VampirTrace is a performance monitoring tool, that produces tracefiles during a program run. These tracefiles can be analyzed and visualized by the tool Vampir. VampirTrace supports lots of features e.g.

  • MPI, OpenMP, Pthreads, and hybrid programs
  • Manual source code instrumentation
  • Recording hardware counter by using PAPI library
  • Memory allocation tracing
  • I/O tracing
  • Function filtering and grouping

Only the basic usage is shown in this Wiki. For a comprehensive VampirTrace user manual refer to the VampirTrace Website.

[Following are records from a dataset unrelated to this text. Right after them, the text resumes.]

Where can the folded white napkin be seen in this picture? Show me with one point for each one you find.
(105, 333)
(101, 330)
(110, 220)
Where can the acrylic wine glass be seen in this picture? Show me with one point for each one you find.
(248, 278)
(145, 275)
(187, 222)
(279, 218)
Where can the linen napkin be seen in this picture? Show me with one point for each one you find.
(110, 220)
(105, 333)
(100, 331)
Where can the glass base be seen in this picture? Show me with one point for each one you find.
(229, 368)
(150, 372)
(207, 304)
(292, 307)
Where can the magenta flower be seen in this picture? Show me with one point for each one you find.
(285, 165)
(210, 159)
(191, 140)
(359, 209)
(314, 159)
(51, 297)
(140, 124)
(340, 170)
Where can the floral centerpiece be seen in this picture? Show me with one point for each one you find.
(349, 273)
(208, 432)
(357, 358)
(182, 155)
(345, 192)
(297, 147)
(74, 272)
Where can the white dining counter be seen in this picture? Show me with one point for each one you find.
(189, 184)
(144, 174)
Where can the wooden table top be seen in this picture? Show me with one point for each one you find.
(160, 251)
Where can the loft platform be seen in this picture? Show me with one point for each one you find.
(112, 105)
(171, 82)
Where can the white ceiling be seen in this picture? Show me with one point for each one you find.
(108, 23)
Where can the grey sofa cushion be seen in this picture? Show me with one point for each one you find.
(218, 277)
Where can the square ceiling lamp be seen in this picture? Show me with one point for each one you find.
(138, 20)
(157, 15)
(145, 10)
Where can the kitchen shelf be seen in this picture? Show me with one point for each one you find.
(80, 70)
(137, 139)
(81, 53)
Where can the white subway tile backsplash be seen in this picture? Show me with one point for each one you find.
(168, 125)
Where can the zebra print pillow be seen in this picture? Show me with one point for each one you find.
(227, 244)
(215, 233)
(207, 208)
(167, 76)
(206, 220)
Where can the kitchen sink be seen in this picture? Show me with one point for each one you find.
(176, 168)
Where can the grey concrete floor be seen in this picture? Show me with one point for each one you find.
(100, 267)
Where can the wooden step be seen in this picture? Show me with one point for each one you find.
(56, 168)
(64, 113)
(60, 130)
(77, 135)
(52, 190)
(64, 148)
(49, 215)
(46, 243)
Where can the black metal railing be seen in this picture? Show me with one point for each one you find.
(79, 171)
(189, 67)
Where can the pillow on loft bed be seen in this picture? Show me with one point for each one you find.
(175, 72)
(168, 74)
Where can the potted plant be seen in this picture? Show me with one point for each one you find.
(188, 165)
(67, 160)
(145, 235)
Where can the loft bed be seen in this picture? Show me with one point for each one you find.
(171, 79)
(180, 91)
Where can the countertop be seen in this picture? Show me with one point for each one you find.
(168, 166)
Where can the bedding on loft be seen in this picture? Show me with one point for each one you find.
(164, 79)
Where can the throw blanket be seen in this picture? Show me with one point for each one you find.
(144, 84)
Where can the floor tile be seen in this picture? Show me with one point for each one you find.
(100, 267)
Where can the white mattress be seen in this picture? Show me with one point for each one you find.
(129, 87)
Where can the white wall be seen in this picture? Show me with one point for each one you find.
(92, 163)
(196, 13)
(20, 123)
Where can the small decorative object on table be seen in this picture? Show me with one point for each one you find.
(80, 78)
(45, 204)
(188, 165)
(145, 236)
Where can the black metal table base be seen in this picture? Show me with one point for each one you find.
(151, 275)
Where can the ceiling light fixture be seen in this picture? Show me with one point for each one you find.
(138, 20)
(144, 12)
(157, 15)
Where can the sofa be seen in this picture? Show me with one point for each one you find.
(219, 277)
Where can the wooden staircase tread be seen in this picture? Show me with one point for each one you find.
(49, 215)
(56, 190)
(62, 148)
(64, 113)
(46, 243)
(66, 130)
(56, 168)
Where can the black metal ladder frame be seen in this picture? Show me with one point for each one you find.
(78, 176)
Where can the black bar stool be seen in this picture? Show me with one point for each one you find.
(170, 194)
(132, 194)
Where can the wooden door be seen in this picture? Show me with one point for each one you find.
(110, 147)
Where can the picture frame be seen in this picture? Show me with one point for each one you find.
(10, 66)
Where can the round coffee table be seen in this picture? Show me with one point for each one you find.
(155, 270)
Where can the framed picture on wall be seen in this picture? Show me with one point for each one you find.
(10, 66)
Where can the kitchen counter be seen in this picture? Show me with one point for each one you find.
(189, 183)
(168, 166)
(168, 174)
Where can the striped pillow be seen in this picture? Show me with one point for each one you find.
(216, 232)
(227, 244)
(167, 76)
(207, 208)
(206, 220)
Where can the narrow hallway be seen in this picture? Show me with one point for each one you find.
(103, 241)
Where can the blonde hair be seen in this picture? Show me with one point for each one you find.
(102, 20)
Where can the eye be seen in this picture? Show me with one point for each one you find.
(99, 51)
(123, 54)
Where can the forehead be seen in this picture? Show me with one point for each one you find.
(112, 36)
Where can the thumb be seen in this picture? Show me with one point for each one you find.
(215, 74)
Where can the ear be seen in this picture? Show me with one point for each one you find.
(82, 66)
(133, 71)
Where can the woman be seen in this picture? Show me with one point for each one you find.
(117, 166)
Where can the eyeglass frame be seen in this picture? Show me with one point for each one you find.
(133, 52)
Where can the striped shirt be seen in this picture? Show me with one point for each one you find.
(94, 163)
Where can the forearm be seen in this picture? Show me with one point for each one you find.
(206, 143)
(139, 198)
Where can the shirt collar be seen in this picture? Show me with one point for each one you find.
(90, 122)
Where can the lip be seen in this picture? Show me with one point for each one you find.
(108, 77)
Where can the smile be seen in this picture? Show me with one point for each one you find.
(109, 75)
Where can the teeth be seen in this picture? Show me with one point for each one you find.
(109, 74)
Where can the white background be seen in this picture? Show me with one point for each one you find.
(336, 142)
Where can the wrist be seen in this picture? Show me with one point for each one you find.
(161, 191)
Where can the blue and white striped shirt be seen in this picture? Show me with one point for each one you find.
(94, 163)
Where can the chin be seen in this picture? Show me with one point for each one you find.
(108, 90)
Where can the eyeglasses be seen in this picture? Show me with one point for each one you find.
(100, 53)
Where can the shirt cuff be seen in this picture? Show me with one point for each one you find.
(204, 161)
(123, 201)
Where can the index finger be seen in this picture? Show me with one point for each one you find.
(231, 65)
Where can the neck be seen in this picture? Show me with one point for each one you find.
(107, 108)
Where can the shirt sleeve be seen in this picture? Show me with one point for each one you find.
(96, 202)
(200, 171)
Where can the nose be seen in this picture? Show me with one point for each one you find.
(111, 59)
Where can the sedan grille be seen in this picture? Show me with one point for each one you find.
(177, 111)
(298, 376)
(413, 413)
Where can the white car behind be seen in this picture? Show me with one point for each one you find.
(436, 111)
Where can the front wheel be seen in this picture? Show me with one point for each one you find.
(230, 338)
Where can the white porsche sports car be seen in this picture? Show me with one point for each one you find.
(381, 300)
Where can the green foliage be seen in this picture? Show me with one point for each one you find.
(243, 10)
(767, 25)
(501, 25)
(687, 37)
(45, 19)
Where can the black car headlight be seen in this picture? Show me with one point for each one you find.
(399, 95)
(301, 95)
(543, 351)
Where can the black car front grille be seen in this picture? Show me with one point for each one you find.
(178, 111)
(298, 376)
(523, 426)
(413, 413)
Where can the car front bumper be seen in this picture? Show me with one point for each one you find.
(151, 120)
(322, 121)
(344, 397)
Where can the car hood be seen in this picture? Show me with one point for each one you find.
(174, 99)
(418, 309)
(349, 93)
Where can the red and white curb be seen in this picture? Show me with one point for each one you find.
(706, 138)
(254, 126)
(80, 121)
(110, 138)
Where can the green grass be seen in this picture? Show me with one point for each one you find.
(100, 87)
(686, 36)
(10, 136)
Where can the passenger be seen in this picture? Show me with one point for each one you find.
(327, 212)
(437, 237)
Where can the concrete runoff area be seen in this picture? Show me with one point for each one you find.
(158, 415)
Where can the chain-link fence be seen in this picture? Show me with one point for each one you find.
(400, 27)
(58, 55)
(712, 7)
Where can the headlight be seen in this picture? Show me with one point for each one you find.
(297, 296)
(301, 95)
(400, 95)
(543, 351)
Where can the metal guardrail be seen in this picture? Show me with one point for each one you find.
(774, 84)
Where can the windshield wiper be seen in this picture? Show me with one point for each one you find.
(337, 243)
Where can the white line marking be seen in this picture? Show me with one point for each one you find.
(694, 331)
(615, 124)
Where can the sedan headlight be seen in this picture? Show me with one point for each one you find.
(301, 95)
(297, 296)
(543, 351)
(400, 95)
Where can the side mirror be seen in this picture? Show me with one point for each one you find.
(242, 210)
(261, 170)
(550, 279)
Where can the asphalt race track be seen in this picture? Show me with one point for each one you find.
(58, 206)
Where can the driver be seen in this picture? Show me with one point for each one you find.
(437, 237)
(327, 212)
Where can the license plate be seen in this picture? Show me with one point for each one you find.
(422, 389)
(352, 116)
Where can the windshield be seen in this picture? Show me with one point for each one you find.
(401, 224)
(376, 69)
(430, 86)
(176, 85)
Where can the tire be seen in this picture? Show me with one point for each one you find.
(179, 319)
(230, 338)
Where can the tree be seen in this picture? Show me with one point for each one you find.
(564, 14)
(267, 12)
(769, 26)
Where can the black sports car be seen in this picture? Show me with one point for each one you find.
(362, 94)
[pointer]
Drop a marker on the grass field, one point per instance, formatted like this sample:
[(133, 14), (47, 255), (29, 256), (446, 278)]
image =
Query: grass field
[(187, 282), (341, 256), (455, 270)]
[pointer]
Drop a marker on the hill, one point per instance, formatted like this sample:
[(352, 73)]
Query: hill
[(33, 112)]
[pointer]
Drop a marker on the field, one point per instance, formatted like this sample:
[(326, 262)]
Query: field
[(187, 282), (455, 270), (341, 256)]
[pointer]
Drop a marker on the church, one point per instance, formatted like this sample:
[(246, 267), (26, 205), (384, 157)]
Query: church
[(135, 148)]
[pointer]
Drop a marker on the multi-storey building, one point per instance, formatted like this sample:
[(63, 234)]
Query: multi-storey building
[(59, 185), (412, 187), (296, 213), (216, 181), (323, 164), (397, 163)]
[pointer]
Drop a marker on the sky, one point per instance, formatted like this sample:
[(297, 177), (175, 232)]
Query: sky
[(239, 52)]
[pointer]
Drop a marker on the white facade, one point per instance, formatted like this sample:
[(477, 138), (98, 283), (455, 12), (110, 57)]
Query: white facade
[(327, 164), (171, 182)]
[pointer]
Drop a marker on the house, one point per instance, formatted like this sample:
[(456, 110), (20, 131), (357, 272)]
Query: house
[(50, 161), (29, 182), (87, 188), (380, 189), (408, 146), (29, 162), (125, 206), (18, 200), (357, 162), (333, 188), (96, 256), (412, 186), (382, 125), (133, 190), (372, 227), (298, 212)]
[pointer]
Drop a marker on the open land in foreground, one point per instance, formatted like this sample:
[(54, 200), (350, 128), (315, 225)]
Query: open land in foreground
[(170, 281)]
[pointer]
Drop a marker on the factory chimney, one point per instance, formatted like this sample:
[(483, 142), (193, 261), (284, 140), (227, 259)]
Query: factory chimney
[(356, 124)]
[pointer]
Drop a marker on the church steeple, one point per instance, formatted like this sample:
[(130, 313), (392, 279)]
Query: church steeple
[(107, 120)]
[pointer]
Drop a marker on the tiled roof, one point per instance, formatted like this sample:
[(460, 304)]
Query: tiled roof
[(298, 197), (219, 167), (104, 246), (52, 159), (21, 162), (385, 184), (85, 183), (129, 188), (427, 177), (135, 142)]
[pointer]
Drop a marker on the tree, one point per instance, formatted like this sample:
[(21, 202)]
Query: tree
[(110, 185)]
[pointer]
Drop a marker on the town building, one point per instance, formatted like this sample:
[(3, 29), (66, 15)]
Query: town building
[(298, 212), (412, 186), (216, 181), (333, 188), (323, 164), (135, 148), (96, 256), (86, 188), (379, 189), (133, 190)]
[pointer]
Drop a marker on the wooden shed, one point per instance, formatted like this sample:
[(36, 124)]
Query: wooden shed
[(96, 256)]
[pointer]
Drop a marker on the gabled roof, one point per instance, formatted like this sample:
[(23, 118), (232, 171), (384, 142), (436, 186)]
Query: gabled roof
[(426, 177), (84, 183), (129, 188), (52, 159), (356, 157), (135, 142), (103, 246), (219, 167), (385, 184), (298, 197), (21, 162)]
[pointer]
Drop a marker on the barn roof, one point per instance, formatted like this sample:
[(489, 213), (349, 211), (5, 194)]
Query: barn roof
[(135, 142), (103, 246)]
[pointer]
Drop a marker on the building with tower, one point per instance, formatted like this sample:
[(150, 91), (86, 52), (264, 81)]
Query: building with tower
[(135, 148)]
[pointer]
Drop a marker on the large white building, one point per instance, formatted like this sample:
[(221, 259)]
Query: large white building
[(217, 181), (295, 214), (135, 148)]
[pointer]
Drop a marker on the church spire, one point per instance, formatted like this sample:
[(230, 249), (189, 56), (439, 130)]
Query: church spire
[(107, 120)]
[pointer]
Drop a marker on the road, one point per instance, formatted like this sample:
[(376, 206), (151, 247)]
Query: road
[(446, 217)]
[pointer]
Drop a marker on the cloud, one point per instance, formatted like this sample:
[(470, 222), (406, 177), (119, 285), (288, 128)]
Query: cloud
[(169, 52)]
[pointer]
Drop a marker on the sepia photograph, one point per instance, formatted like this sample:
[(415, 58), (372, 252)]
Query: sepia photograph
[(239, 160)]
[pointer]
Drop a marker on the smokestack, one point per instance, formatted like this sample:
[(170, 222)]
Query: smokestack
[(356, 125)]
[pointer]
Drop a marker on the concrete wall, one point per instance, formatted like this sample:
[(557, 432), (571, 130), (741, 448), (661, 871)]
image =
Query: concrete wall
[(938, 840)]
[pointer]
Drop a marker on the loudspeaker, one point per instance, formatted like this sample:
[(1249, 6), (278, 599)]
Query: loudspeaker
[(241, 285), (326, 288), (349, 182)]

Before using VampirTrace, set up the correct environment with

module load vampirtrace

To make measurements with VampirTrace, the user's application program needs to be instrumented, i.e., at specific important points (events) VampirTrace measurement calls have to be activated. By default, VampirTrace handles this automatically. In order to enable instrumentation of function calls, MPI as well as OpenMP events, the user only needs to replace the compiler and linker commands with VampirTrace's wrappers. Following wrappers exist:

Programming Language VampirTrace Wrapper Command
C vtcc
C++ vtcxx
Fortran 77 vtf77
Fortran 90 vtf90

The following sections show some examples depending on the parallelization type of the program.

Serial Programs

Compiling serial code is the default behavior of the wrappers. Simply replace the compiler by VampirTrace's wrapper:

Compile Command
original ifort a.f90 b.f90 -o myprog
with instrumentation vtf90 a.f90 b.f90 -o myprog

This will instrument user functions (if supported by compiler) and link the VampirTrace library.

MPI Parallel Programs

If your MPI implementation uses MPI compilers (this is the case on Deimos), you need to tell VampirTrace's wrapper to use this compiler instead of the serial one:

Compile Command
original mpicc hello.c -o hello
with instrumentation vtcc -vt:cc mpicc hello.c -o hello

MPI implementations without own compilers (as on the Altix require the user to link the MPI library manually. In this case, you simply replace the compiler by VampirTrace's compiler wrapper:

Compile Command
original icc hello.c -o hello -lmpi
with instrumentation vtcc hello.c -o hello -lmpi

If you want to instrument MPI events only (creates smaller trace files and less overhead) use the option -vt:inst manual to disable automatic instrumentation of user functions.

OpenMP Parallel Programs

When VampirTrace detects OpenMP flags on the command line, OPARI is invoked for automatic source code instrumentation of OpenMP events:

Compile Command
original ifort -openmp pi.f -o pi
with instrumentation vtf77 -openmp pi.f -o pi

Hybrid MPI/OpenMP Parallel Programs

With a combination of the above mentioned approaches, hybrid applications can be instrumented:

Compile Command
original mpif90 -openmp hybrid.F90 -o hybrid
with instrumentation vtf90 -vt:f90 mpif90 -openmp hybrid.F90 -o hybrid

By default, running a VampirTrace instrumented application should result in a tracefile in the current working directory where the application was executed.